In the justification for his project, Donaire recounts: “The land that our grandmothers and fathers lived in, that mostly rural and subsistence society, has given way to a massive urban concentration, relegating the countryside to industrial and massive production practices. As if it were our own stressed lives, food production has been subjected to overexploitation, regardless of the consequences for our environment, for the people who work it and for us to feel alienated, and not heirs, to a landscape that does not resemble to what they told us. Not only have our lives been stripped of any contact with the countryside and nature, but the industry has made the work of the land stripped of biological rhythm, humanization and sustainability.”

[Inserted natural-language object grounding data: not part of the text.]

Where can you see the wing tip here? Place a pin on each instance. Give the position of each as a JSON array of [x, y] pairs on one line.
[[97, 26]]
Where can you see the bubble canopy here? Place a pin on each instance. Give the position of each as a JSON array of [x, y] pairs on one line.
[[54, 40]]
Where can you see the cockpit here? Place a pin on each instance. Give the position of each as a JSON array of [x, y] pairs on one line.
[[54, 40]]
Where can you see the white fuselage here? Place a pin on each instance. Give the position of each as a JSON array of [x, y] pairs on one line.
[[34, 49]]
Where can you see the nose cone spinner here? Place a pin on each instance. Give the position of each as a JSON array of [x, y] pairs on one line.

Photography of the “Crudo” project, by Santi Donaire.
The deliberation of the Jury
Santi Donaire’s project was chosen by an independent jury, which had previously highlighted six finalists from among the more than 40 projects submitted to this third call for the Joana Biarnés Scholarship.
In its ruling, the jury defines “Hasta que la tierra aguante” as “a project as ambitious as it is pertinent, which covers issues as urgent as climate change, an empty Spain, the absolute precariousness of many of the farmworkers who barely survive with poverty wages in unbearable conditions, lack of water, depletion of land or environmental pollution. With exhaustive documentation and a coherent approach, Santi Donaire offers us a journey through these runaway macro-exploitations, which force us to consider, as individuals and as a society if we can afford this food model, both because of the way these foods are produced and because of the responsibility that we all, as consumers, have”.

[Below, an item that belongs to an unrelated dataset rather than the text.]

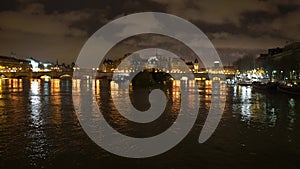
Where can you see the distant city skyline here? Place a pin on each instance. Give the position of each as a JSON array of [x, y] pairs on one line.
[[55, 30]]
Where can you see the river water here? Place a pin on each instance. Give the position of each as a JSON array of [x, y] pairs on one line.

As motivation for its final decision, the jury also believes that “Donaire is a photographer of outstanding maturity, as evidenced by some of his previous projects such as ‘Hijos de la Desmemoria’, about the exhumations of those shot during the Franco regime and buried in the cemetery of Paterna (Valencia), or ‘Crudo’, a portrait of the social and economic decline in Venezuela, a consequence of the bankruptcy of oil rentism”.

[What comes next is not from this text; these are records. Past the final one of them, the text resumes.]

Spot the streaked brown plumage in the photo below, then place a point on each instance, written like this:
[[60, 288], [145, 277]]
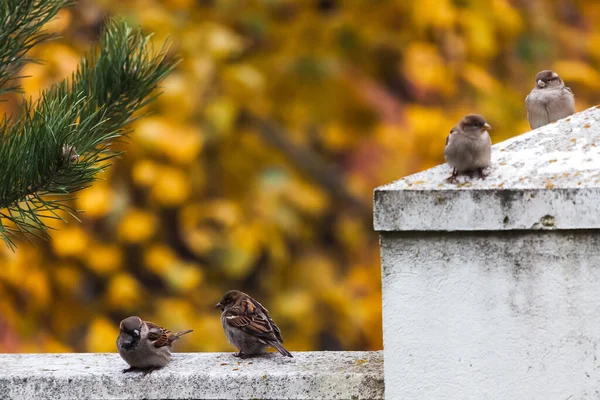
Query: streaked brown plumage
[[549, 101], [469, 146], [145, 345], [248, 326]]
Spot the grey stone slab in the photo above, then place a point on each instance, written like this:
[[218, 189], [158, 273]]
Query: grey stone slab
[[309, 375], [491, 315], [548, 178]]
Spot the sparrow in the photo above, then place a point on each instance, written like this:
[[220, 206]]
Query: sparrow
[[248, 326], [549, 101], [144, 345], [468, 146]]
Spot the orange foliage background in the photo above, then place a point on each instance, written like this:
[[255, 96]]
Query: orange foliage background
[[256, 167]]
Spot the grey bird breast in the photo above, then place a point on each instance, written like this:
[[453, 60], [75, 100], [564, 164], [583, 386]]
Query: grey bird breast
[[468, 153], [145, 355], [548, 105]]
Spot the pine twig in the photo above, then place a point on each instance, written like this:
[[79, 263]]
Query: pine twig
[[61, 142]]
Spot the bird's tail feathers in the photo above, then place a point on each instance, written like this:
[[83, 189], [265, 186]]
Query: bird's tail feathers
[[178, 335]]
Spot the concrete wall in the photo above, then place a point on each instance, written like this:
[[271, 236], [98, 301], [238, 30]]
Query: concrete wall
[[491, 288], [309, 375]]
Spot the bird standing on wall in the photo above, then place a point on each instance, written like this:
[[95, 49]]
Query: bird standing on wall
[[549, 101], [144, 345], [469, 146], [248, 326]]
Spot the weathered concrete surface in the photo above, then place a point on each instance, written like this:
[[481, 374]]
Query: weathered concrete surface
[[491, 289], [504, 315], [309, 375], [548, 178]]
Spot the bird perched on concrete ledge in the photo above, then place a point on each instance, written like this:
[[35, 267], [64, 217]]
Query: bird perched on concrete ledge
[[549, 101], [469, 146], [144, 345], [248, 326]]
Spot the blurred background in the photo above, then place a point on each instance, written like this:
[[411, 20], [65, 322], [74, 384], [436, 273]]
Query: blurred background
[[256, 166]]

The Joana Biarnés Scholarship for Young Photojournalists was created in 2019 by Photographic Social Vision, as a tribute to the first female photojournalist in Spain and fulfilling her wish that her legacy serve to support the professional development of young photojournalists from all over the country, while that the Scholarship highlights issues and challenges of necessary dissemination and social reflection.
About Santi Donaire
Santi Donaire (Jaén, 1988) is a documentary photographer, journalist and co-founder of the documentary production company Nervio. He has worked for media such as TIME, El País, The New York Times, Le Magazine du Monde, Los Angeles Times or The Telegraph, and has been awarded the Picture Of The Year International (2017) and the Luis Valtueña International Prize for Humanitarian Photography. (2019), among others. In 2021, together with the Nervio collective, he presented a documentary on the migratory crisis in the Mediterranean at the San Sebastian Film and Human Rights Festival. In recent years, he has focused on projects related to Spanish historical memory.